Todo el mundo actualiza su móvil con ilusión, ya sea Android o iPhone, con el objetivo de recibir las últimas novedades del sistema y nuevas funciones para el dispositivo. Sin embargo, el resultado a veces no es el que uno espera y la engaño se apodera rápidamente del usuario, pero que el teléfono funciona mal tras algunas actualizaciones es más normal de lo que parece.
Cuando pulsamos el botón correspondiente para instalar una nueva versión, el proceso no finaliza realmente tras el reinicio del móvil. Es importante conocer a fondo cómo funciona el proceso de actualización y cómo afecta al teléfono para no llevarte ninguna sorpresa.
El móvil tiene que acostumbrarse a la actualización.
Los primeros días de uso tras una actualización importante del sistema suelen provocar determinados problemas en el rendimiento del dispositivo. Esto debido a que el móvil todavía se está acostumbrando a la nueva versión y está llevando a cabo los siguientes procesos:
- Indexación de archivos: el sistema vuelve a catalogar fotos, mensajes y documentos para que las búsquedas internas sean rápidas, lo que mantiene al procesador trabajando de forma constante.
- Optimización de aplicaciones: la nueva actualización analiza cómo se ejecutan las aplicaciones para que sean más eficientes y rápidas, y que su funcionamiento sea más rápido que anteriormente.
- Limpieza de restos: la instalación deja archivos temporales y fragmentos del sistema antiguo que el móvil va borrando progresivamente.
Esta carga de trabajo y falta de optimización es la razón por la que el El móvil va más lento, se calienta y provoca que la batería dure menos que de costumbre.. La única solución es la paciencia y esperar unos días para que recupere su rendimiento habitual. Si ves que los fallos se extienden en el tiempo, te recomendamos consultar foros para saber si se trata de un error generalizado o puntual de tu disopsitivo.

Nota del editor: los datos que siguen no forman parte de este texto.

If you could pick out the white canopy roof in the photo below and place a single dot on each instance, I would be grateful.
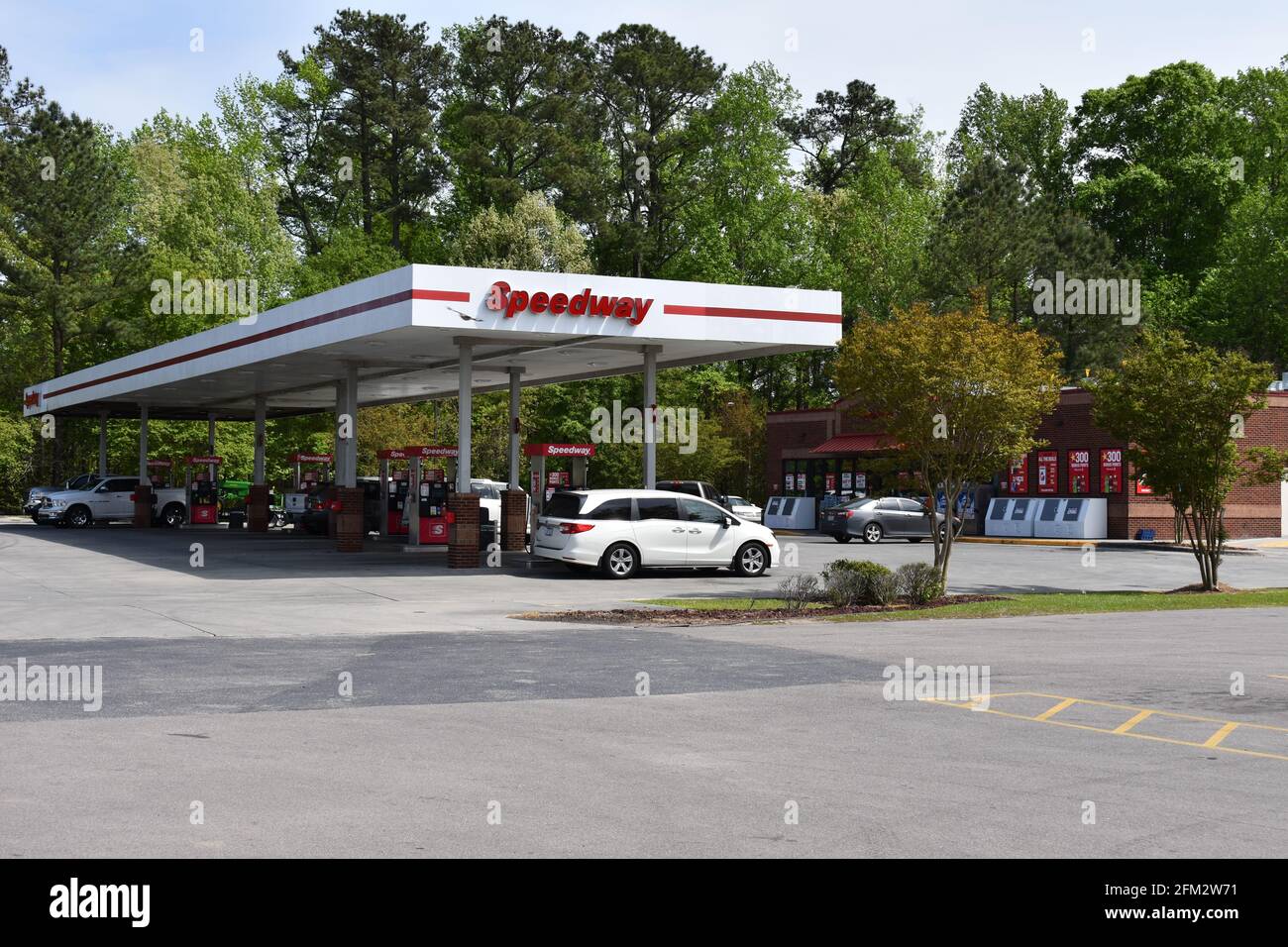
(403, 330)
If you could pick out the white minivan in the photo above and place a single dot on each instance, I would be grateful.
(621, 531)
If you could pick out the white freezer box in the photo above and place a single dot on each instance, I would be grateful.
(1012, 515)
(1073, 518)
(790, 513)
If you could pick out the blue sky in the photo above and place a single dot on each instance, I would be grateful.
(123, 62)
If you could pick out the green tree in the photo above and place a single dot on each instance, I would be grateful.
(651, 88)
(986, 240)
(65, 250)
(1179, 407)
(520, 118)
(960, 392)
(389, 82)
(533, 236)
(1031, 132)
(1155, 155)
(841, 131)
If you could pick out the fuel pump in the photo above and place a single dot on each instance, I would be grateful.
(159, 472)
(204, 491)
(544, 484)
(307, 483)
(393, 492)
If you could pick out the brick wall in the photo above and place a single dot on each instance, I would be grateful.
(1250, 510)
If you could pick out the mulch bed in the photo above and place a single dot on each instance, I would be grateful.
(733, 616)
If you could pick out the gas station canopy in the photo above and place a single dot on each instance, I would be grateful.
(406, 333)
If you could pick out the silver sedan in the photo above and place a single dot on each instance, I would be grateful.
(874, 519)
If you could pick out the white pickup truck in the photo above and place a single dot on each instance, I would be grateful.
(110, 499)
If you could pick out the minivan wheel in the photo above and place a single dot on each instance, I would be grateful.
(621, 561)
(752, 561)
(172, 515)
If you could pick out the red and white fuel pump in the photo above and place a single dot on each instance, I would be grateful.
(202, 491)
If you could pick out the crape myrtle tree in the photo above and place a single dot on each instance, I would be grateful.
(961, 394)
(1180, 407)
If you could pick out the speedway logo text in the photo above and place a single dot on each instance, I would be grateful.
(82, 684)
(501, 298)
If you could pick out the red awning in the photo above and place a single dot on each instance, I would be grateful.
(854, 444)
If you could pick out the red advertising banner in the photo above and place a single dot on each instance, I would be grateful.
(1080, 472)
(1048, 466)
(1111, 471)
(1018, 482)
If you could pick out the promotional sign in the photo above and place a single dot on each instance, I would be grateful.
(1111, 471)
(1048, 464)
(1018, 482)
(501, 298)
(1080, 472)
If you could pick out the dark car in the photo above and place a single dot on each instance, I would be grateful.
(890, 517)
(314, 518)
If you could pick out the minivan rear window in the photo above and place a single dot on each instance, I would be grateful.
(681, 487)
(563, 505)
(612, 509)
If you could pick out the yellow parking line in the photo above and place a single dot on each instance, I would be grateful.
(1063, 705)
(1134, 720)
(1126, 729)
(1215, 740)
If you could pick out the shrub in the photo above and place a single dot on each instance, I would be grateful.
(846, 587)
(919, 582)
(797, 591)
(858, 582)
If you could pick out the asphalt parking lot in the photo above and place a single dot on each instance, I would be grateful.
(224, 685)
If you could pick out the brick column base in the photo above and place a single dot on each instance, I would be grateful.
(348, 519)
(463, 535)
(143, 505)
(257, 508)
(514, 519)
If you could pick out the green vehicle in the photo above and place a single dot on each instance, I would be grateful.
(232, 496)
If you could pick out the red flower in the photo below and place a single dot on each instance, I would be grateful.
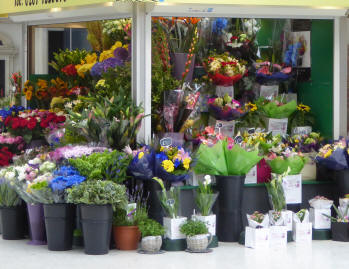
(31, 124)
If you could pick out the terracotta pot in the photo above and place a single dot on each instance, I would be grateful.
(126, 237)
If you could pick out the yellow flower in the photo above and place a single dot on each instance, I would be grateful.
(168, 166)
(186, 163)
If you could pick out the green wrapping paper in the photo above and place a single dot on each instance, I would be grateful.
(272, 110)
(279, 165)
(221, 161)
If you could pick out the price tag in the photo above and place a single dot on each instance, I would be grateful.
(166, 142)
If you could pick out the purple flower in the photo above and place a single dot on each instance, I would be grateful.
(97, 69)
(111, 63)
(121, 54)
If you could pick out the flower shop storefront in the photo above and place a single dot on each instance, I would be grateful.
(236, 109)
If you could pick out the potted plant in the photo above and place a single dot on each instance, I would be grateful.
(204, 200)
(125, 226)
(12, 213)
(229, 162)
(198, 237)
(152, 233)
(97, 199)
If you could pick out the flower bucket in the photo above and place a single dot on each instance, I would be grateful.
(96, 226)
(229, 217)
(37, 224)
(59, 222)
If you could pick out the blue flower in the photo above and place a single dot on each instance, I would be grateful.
(219, 24)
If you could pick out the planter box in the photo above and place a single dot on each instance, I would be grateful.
(278, 236)
(292, 186)
(172, 227)
(257, 238)
(251, 176)
(340, 231)
(318, 220)
(277, 126)
(210, 222)
(302, 232)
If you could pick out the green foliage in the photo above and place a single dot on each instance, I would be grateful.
(194, 227)
(151, 227)
(122, 218)
(8, 196)
(103, 166)
(98, 192)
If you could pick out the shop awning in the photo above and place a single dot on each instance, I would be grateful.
(20, 6)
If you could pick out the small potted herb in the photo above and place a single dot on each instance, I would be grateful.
(152, 233)
(97, 199)
(125, 226)
(198, 237)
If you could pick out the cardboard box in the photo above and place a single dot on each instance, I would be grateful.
(292, 185)
(318, 219)
(257, 238)
(302, 232)
(210, 222)
(277, 126)
(278, 236)
(251, 176)
(172, 227)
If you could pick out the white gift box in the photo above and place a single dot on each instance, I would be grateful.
(318, 219)
(257, 238)
(302, 232)
(210, 222)
(292, 185)
(277, 126)
(251, 176)
(277, 236)
(287, 216)
(225, 128)
(172, 227)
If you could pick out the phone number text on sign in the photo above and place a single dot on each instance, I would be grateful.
(28, 3)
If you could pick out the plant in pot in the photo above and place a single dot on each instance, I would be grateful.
(51, 190)
(97, 199)
(152, 233)
(198, 237)
(125, 226)
(12, 213)
(229, 162)
(204, 200)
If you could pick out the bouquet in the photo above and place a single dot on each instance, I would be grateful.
(280, 158)
(142, 164)
(32, 123)
(333, 156)
(277, 109)
(205, 197)
(225, 108)
(267, 71)
(172, 163)
(226, 158)
(224, 70)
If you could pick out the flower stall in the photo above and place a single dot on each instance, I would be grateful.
(187, 125)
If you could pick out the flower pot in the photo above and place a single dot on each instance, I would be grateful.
(59, 222)
(126, 237)
(151, 243)
(199, 242)
(341, 179)
(340, 231)
(229, 217)
(178, 60)
(13, 222)
(96, 226)
(37, 224)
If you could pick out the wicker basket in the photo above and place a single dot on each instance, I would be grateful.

Optimización de aplicaciones
Otra causa de que el móvil vaya lento tiene que ver con las aplicaciones instaladas. Ya hemos mencionado que las apps necesitan optimizarse a la nueva versión y en algunos casos los los desarrolladores necesitan tiempo para adaptar el software, lo que da como resultado los siguientes problemas:
- Aplicaciones no optimizadas: si usas una aplicación que no se ha actualizado para la nueva versión del sistema, es muy probable que provoque errores de que ralenticen el funcionamiento general del dispositivo.
- Conflictos en el caché: los datos guardados para ir más rápido pueden entrar en conflicto con las nuevas optimizaciones del sistema y las aplicaciones, provocando cierres inesperados o ralentizaciones en el inicio de algunas de ellas.
Para solucionar este problema, recomendamos entrar a la tienda de aplicaciones de tu móvil, ya sea Play Store o App Store y buscar actualizaciones para las aplicaciones. Si una en concreto o varios siguen fallando, prueba a desinstalarlas y vuelve a instalarlas para ver si se soluciona el fallo por culpa de archivos que presentan conflictos con la nueva actualización.
Consejos para recuperar la velocidad
Si han pasado varios días y el móvil sigue fallando, prueba estas opciones para intentar mejorar el rendimiento del sistema:
- Borra el caché de las aplicaciones que funcionan mal: en algunos casos, una limpieza manual del caché de las aplicaciones ayuda a eliminar archivos temporales innecesarios para la versión actual y recuperar un funcionamiento óptimo.
- Restablecimiento de fábrica: es la opción más drástica, pero también la más efectiva. Realiza una copia de seguridad para guardar tus datos y formatea el teléfono para dejarlo como si lo hubieras sacado de la caja. Esto eliminará cualquier rastro de archivos o configuraciones antiguas que provoquen conflictos en el sistema.

Lo que debes tener claro es que experimentar ralentizaciones y problemas con el rendimiento tras una actualización es más normal de lo que parece. Tu móvil necesita adaptarse a la nueva versión, así que en la mayoría de los casos hay que esperar a que todo se solucione por su cuenta.